Chinese leaders vow to prop up COVID-battered economy as virus spreads

President Xi Jinping and his senior officials pledged to shore up China’s battered economy next year as the deaths of two veteran state journalists highlighted the worsening spread of COVID-19 in the capital Beijing. Xi and his leaders ended their two-day Central Economic Work Conference with a call, via state media, to step up policy adjustments and strengthen coordination to support an economy that analysts estimate grew just 3% this year – its worst performance in nearly half a century.

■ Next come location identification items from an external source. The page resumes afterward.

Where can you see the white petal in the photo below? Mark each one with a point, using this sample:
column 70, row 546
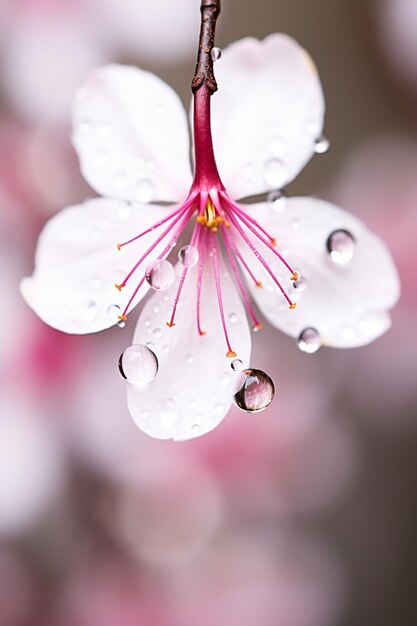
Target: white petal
column 267, row 113
column 77, row 264
column 131, row 134
column 348, row 303
column 193, row 389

U.S. FDA flags shortage of Eli Lilly’s new diabetes drug Mounjaro

The U.S. health regulator has added Eli Lilly and Co’s Mounjaro to its list of drugs facing shortages, highlighting the company’s struggles to meet booming demand for the newly approved diabetes injection. Trulicity, another diabetes treatment in the company’s stable and its biggest-selling drug, was also added to the Food and Drug Administration’s shortage list on Thursday.

Pfizer defeats race-bias lawsuit over minority fellowship program

A federal judge on Friday tossed a lawsuit by a group of medical professionals alleging a fellowship program established by Pfizer Inc to improve diversity within its higher ranks discriminates against white and Asian-American applicants. Do No Harm, a group opposed to what it calls “radical, divisive, and discriminatory ideologies” in healthcare, alleged the drugmaker’s Breakthrough Fellowship Program was discriminatory because only Blacks, Latinos and Native Americans could apply.

Cancer researchers question antitrust arguments against Illumina-Grail deal

U.S. and European antitrust enforcers want to unwind gene sequencing leader Illumina Inc’s purchase of cancer test company Grail, saying the two would stifle competition in a critical area of medicine, but some cancer researchers say it’s far too early to make that assessment. Illumina is the leading maker of high-speed genomic sequencing systems that can examine fragments of DNA found in blood or other samples for use in everything from solving crimes to drug research.

Opposition to U.S. school vaccine mandates rose during pandemic -survey

Opposition to COVID-19 vaccine mandates that became increasingly political during the pandemic appears to have spilled over to inoculations long required for school children in the United States, with many more adults now against them, according to a new survey. Nearly three in 10 adults (28%) said parents should be able to decide not to vaccinate their children for measles, mumps, and rubella (MMR) in a recent Kaiser Family Foundation (KFF) survey. That was up from 16% in a 2019 Pew Research Center poll conducted before the COVID-19 pandemic, KFF researchers said.